Mais le système D qui a prévalu dans des circonstances exceptionnelles ne peut tenir lieu de politique de gestion durable pour le Quai d'Orsay, surtout quand les défis auxquels nous faisons face sont si nombreux. Au-delà de votre action personnelle et de votre engagement, que je sais sincère et déterminé, monsieur le ministre, seul compte aujourd'hui la question des moyens de vos ambitions et des résultats de votre action diplomatique. Donnez-vous à la diplomatie française des moyens à la hauteur de ses ambitions, sachant que celles-ci sont nombreuses et élevées ?
Je ne peux que saluer ici la volonté présidentielle de replacer la France et sa diplomatie au coeur du concert des nations… mais pour quels résultats ? Depuis le début du quinquennat, on a certes eu droit à de beaux discours, notamment aux discours flamboyants du Président de la République, à de beaux sommets, à des opérations de communication rondement menées, à des incantations diverses et réitérées, en tout cas à un activisme certain en matière de communication. Le nouveau monde nous parlait de révolution, d'une diplomatie de l'audace, de disruption, de prise de risque, de réinvention… Hélas, une fois encore, le retour à la réalité est cruel.

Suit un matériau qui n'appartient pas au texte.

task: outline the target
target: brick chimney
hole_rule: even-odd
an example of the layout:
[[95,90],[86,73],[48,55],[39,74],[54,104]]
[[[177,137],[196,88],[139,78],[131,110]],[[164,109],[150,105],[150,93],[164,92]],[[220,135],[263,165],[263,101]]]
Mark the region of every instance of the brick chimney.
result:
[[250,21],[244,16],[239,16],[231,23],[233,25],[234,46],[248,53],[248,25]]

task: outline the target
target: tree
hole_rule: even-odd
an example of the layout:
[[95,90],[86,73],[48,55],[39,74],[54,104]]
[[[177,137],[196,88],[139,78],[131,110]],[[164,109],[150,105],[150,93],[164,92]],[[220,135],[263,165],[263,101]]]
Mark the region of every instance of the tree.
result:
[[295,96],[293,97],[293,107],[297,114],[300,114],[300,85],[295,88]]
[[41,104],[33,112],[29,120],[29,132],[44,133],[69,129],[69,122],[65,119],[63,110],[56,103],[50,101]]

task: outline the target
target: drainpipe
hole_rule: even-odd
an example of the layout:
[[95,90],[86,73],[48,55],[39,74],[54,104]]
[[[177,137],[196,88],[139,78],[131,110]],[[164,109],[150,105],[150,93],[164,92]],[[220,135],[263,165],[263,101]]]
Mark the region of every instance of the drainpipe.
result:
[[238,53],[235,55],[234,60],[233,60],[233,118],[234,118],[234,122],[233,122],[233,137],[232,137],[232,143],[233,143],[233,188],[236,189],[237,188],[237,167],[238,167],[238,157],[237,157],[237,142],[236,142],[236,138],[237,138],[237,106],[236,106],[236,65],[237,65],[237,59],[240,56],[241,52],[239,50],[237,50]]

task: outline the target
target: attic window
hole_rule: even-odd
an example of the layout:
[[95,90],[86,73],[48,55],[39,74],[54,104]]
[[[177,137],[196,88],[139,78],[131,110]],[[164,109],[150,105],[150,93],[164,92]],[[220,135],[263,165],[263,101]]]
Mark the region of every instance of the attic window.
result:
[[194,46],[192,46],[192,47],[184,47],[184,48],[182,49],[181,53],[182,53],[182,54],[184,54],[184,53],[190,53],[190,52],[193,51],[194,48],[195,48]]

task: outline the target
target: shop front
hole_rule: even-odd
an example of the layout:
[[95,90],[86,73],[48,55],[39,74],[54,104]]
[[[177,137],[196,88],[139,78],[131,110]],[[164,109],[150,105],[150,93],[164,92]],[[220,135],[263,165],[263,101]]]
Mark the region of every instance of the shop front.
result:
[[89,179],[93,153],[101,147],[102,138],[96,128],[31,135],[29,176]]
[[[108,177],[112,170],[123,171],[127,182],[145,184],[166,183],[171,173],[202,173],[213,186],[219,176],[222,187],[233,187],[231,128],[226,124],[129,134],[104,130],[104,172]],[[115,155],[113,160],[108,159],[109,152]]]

Que reste-t-il de la relation surjouée avec le président Trump ? Rien. Les États-Unis ont quitté l'accord de Paris sur le climat tout comme l'accord de Vienne sur le nucléaire iranien alors qu'Emmanuel Macron se faisait fort de les y faire revenir. Où en est-on de la nouvelle relation avec la Russie ? L'idée d'un dialogue stratégique avec ce grand pays voisin de l'Europe est aujourd'hui au point mort, alors que c'est pourtant un élément essentiel au regard de la situation que nous connaissons dans de nombreux points du globe et y compris aux portes de l'Europe, en Biélorussie. Mais l'activisme présidentiel n'a de cesse de se démultiplier, que ce soit au Proche-Orient – au Liban entre autres – ou au Moyen-Orient, mais aussi dans le Haut-Karabakah où nos frères arméniens se font tuer, ou encore sur les questions de l'OTAN – Organisation du traité de l'Atlantique Nord – et même en Europe et en Méditerranée. Mais tout cela pour quels résultats ? Force est de constater que les grands chantiers lancés par le Président de la République ne progressent pas, que l'influence de la France en Europe et dans le monde recule. Car à force de vouloir être partout, nous finissons par nous retrouver nulle part.
Trop souvent, on observe que la croisade solitaire du Président de la République isole toujours plus notre pays, alors que nous, nous préférerions qu'il fédère davantage pour faire front commun. Cela commencerait évidemment par éviter que le Président de la République exprime sa défiance envers les diplomates et envers le Quai d'Orsay, qualifié d'« État profond ». Monsieur le ministre, notre diplomatie est aujourd'hui en surrégime par rapport aux moyens qui lui sont accordés et par rapport aux objectifs qu'elle doit atteindre, d'autant plus qu'à force de les multiplier, on peine à en voir les priorités et à déceler la cohérence de votre action diplomatique.
Si ce budget 2021 rompt enfin avec les errements du début du quinquennat, notre groupe considère qu'il n'a pas pour autant tiré les conséquences de la crise, qu'il n'anticipe pas suffisamment les difficultés qui attendent notre pays l'année prochaine et qu'il n'est pas à la hauteur de l'action diplomatique qu'on est en droit d'attendre d'un grand pays comme la France. C'est pourquoi nous nous opposerons au budget ici présenté. Au moment où je termine mon discours, je tiens à rendre hommage aux victimes de l'attentat barbare de Nice et de celui qui a frappé le consulat général de France en Arabie Saoudite.